Data Quality for AI Applications (KitQar)

Funded by the BMAS (Federal Ministry of Labor and Social Affairs), the joint project KITQAR is developing quality requirements for AI training data in the digital work and knowledge society. Together with scientific & technical partners from computer sciences, laws, standardization technology and practice, the IZEW is developing ethical standards for AI training data. The aim of the project is to develop a scientifically sound and practically applicable framework for testing, validation and training data quality for artificial intelligence.

IZEW Team

PD Dr. Jessica Heesen (principal investigator)
Dr. Wulf Loh (principal investigator)
Dr. Simon David Hirsbrunner (operative lead)
Dr. Lea Watzinger (researcher)

Duration

01 Dec. 2021 – 31 Dec. 2023

Funding

Denkfabrik des BMAS (Bundesministerium für Arbeit und Soziales)

Partners

Association of Electrical Engineering Electronics and Information Technology in Germany VDE e.V. (Project leadership)

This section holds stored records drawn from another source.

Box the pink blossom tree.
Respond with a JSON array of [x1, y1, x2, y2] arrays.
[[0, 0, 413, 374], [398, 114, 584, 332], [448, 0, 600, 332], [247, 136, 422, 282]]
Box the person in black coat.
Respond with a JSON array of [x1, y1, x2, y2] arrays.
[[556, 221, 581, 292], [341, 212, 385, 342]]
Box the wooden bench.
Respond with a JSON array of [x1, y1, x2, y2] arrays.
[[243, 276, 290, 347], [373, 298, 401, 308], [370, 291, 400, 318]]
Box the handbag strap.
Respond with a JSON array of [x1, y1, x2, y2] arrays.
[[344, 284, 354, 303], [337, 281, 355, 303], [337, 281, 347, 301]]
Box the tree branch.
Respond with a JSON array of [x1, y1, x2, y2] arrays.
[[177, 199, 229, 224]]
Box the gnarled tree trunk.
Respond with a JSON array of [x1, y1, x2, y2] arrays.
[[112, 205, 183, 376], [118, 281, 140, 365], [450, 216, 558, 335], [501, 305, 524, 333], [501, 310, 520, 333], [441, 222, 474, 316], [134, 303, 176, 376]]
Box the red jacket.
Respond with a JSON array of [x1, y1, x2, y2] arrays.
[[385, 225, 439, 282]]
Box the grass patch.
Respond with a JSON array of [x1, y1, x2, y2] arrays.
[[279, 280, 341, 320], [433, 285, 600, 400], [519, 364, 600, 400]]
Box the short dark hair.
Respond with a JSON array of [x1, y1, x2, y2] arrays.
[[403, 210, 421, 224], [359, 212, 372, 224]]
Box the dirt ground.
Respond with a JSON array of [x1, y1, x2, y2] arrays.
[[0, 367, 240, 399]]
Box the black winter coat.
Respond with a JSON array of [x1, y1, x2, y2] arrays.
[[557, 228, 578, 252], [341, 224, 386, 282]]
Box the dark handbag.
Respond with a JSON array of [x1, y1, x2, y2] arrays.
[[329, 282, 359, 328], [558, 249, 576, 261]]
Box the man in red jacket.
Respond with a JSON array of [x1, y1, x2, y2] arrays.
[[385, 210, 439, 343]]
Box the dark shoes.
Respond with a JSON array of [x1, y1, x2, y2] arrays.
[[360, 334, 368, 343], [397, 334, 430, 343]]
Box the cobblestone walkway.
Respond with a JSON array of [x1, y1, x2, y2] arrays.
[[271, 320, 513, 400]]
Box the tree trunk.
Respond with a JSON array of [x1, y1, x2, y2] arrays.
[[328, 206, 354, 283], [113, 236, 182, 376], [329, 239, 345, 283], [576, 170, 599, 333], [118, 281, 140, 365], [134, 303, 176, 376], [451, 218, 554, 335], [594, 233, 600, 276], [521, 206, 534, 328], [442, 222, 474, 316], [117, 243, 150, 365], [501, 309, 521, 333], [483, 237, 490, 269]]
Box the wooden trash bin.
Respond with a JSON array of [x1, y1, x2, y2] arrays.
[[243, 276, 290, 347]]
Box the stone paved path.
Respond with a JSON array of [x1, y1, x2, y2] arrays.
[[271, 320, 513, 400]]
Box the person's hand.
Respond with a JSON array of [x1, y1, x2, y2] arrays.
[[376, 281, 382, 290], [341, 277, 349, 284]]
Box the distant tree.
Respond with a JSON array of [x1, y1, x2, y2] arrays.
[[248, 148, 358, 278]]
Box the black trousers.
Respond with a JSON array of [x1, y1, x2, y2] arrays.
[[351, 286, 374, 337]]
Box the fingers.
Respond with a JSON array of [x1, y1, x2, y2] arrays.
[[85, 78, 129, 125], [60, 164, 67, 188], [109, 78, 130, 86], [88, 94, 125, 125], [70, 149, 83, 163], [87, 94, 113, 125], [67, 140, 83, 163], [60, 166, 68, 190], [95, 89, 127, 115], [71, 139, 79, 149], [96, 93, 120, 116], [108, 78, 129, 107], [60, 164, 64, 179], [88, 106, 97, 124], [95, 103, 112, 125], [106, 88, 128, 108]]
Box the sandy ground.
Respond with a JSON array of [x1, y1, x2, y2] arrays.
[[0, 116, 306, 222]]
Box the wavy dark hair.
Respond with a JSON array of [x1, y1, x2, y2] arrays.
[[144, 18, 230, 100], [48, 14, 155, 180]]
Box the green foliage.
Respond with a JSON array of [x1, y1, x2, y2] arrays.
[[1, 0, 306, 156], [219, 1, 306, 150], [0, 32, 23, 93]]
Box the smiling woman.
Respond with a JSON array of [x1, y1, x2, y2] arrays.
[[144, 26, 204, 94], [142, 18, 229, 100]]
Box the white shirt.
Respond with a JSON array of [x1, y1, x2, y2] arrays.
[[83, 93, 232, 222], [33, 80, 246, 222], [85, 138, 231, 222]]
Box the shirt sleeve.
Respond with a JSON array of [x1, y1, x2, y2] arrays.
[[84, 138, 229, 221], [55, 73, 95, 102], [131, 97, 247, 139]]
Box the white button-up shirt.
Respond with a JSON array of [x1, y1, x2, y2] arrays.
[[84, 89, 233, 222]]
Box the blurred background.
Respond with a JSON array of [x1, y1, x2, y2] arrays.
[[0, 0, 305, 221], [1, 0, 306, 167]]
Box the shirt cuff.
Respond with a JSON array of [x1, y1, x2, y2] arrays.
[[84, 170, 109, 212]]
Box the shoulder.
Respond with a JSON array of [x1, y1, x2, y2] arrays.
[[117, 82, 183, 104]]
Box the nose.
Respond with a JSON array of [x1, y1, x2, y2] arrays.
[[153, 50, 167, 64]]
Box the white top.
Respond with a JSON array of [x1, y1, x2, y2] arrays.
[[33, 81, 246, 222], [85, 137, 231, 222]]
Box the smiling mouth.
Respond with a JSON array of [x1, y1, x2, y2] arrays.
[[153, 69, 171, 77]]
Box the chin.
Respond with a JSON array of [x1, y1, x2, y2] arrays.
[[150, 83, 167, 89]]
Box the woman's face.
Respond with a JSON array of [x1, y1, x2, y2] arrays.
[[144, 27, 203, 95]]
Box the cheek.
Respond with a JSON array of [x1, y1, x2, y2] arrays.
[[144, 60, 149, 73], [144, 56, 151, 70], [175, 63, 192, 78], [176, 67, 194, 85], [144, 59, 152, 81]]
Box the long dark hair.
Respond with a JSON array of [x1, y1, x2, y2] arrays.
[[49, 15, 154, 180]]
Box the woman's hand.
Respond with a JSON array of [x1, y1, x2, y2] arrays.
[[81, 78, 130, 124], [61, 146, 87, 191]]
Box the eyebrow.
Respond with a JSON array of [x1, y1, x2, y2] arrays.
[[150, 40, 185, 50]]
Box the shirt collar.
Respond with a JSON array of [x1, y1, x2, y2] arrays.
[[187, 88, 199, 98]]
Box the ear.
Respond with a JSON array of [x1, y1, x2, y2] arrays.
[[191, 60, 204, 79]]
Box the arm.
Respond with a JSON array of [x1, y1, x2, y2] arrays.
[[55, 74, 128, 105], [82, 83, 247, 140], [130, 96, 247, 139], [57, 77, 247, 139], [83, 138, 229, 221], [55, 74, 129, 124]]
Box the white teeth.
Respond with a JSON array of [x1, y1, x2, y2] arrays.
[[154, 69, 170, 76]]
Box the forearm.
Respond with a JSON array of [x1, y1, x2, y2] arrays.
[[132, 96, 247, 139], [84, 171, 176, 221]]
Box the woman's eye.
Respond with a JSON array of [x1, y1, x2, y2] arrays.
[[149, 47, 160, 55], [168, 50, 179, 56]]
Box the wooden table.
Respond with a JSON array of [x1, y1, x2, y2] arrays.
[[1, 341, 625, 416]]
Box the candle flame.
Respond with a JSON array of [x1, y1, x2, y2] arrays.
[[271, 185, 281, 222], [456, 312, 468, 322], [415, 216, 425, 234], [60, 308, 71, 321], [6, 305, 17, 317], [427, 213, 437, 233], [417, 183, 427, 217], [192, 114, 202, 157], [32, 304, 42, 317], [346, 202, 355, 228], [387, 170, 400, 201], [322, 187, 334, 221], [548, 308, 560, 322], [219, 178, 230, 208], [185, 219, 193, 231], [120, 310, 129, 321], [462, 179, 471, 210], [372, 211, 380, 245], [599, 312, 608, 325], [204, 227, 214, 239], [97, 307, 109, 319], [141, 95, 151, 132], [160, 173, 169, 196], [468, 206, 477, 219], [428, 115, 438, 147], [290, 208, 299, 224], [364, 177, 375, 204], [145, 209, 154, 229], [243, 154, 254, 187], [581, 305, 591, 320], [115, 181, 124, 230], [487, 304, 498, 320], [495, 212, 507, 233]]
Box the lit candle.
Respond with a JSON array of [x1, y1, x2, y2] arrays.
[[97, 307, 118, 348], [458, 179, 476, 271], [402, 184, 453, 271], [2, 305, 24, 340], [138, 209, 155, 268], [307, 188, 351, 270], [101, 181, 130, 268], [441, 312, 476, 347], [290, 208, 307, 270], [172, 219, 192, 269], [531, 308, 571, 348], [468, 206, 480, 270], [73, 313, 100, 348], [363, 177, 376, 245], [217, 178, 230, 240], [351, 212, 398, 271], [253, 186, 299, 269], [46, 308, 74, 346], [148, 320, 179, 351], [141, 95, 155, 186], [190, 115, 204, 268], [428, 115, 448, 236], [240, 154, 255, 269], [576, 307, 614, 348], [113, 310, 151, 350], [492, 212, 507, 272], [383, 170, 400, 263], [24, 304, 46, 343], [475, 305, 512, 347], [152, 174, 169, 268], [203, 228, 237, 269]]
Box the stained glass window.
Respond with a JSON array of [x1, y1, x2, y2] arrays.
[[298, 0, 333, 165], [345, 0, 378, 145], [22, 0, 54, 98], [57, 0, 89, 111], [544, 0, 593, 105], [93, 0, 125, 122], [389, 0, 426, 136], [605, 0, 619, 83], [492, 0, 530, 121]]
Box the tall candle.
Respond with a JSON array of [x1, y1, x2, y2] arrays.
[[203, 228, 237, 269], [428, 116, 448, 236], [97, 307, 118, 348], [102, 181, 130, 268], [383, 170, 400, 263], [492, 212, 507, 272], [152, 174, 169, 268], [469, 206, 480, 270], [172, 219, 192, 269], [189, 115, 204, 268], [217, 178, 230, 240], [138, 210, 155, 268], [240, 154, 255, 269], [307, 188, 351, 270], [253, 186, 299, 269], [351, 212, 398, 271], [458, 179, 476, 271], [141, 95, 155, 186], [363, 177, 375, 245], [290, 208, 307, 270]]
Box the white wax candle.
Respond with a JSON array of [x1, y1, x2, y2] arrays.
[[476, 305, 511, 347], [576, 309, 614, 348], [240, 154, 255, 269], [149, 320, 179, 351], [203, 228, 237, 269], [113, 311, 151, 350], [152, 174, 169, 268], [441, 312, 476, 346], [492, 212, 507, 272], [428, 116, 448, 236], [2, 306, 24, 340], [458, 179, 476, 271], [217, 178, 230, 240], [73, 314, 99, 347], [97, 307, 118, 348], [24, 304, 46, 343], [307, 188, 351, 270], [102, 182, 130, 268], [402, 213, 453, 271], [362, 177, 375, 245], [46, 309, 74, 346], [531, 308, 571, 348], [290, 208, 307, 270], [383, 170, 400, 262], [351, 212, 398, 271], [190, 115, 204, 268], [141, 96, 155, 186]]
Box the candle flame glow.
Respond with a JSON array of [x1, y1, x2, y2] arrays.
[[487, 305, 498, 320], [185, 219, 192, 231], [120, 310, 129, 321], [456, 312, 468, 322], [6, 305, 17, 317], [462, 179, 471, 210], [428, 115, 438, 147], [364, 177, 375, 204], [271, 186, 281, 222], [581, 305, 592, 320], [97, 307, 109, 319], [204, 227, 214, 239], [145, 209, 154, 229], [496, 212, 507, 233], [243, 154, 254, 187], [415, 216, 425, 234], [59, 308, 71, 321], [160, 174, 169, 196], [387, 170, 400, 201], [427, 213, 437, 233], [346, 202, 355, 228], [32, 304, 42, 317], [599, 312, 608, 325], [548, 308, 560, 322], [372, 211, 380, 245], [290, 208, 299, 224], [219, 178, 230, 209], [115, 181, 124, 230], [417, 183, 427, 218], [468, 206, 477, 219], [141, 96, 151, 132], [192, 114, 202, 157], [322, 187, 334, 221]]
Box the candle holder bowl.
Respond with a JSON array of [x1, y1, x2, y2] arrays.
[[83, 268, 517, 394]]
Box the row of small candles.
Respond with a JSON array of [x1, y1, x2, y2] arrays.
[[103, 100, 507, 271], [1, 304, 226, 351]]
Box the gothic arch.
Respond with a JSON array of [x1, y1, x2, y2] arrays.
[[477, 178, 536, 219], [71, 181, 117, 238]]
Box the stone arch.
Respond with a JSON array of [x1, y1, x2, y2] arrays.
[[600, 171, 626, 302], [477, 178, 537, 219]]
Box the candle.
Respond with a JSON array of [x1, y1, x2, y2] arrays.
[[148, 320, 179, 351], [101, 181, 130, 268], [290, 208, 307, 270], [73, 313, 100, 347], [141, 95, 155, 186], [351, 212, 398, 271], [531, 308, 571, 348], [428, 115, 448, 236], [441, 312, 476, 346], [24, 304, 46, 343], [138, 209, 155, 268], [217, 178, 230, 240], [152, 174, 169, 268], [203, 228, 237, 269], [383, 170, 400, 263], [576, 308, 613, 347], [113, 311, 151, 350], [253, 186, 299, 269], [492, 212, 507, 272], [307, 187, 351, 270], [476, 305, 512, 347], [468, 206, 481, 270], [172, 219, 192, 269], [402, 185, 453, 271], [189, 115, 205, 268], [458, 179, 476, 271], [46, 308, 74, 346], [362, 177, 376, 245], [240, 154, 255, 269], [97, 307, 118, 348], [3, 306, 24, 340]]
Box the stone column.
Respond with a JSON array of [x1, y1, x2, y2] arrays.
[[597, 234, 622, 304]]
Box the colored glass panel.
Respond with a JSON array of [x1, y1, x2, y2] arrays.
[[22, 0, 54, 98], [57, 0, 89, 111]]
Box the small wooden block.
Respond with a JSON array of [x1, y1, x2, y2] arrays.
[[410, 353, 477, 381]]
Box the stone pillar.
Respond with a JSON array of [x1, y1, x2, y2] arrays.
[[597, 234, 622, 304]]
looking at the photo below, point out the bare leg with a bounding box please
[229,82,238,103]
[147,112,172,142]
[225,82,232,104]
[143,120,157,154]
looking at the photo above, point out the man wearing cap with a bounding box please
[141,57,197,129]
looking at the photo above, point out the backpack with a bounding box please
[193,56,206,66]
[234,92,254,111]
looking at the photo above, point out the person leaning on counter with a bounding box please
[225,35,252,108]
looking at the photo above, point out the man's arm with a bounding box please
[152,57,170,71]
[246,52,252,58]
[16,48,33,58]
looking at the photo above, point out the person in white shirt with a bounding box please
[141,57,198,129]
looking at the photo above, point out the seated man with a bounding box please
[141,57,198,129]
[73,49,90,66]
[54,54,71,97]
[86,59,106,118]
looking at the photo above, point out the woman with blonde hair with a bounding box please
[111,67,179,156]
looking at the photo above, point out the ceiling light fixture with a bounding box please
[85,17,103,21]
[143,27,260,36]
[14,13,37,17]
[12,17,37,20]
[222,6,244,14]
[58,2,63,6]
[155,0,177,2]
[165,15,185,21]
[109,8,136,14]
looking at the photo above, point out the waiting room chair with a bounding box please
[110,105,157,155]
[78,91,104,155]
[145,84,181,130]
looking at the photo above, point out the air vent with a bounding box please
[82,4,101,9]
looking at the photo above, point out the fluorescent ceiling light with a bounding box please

Dr. Sebastian Hallensleben & Team:

https://www.ai-ethics-impact.org/en/kontakt

Hasso-Plattner-Institute/Information Systems

Prof. Dr. Felix Naumann & Team: https://hpi.de/naumann/people/felix-naumann.html

University of Cologne, Lehrstuhl für Strafrecht, Strafprozessrecht, Rechtsphilosophie und Rechtsvergleichung

Prof. Dr. Dr. Frauke Rostalski & Team: https://rostalski.jura.uni-koeln.de/

The project

High-quality training data is central to establishing trustworthy AI systems, as they rely on large amounts of high-quality training data. But what does 'quality' mean in this context? What dimensions of quality are relevant in the context of AI? And what requirements arise specifically for the operational use context of AI-driven systems?

Biased training data is identified as one of the causes of algorithmic discrimination. The quality of training data is therefore one of the most important prerequisites for an ethically and legally sound application of AI that neither impairs fundamental rights nor causes security risks.

In the project, the IZEW is particularly concerned with ethical perspectives on training data quality. This includes, for example, algorithmic discrimination, the establishment of transparency and explainability, questions of liability for wrong or discriminatory training data, or free access to data. Other topics include the value of co-determination and self-determination, data protection and privacy.

The associated conflicts of goals and values not only concern the trade-off between increasing the quality of training data and the rights of those affected (e.g. employees or consumers) to privacy and informational self-determination. They also pose a challenge to the operationalization of ethical principles in everyday business. In order to establish a clear application reference, data sets from different contexts as well as synthetic data will be used. The framework to be developed in the project will thus make various aspects of data quality measurable and testable. One of the models for the KITQAR framework is the report of the AI Ethics Impact Group (AIEIG), under which IZEW and partner institutions presented the first practically applicable concept for operationalizing AI ethics. KITQAR is led by VDE (Association of Electrical Engineering Electronics and Information Technology in Germany) and implemented by IZEW together with partners from laws (Europa-Universität Viadrina) and computer science (Hasso Plattner Institute).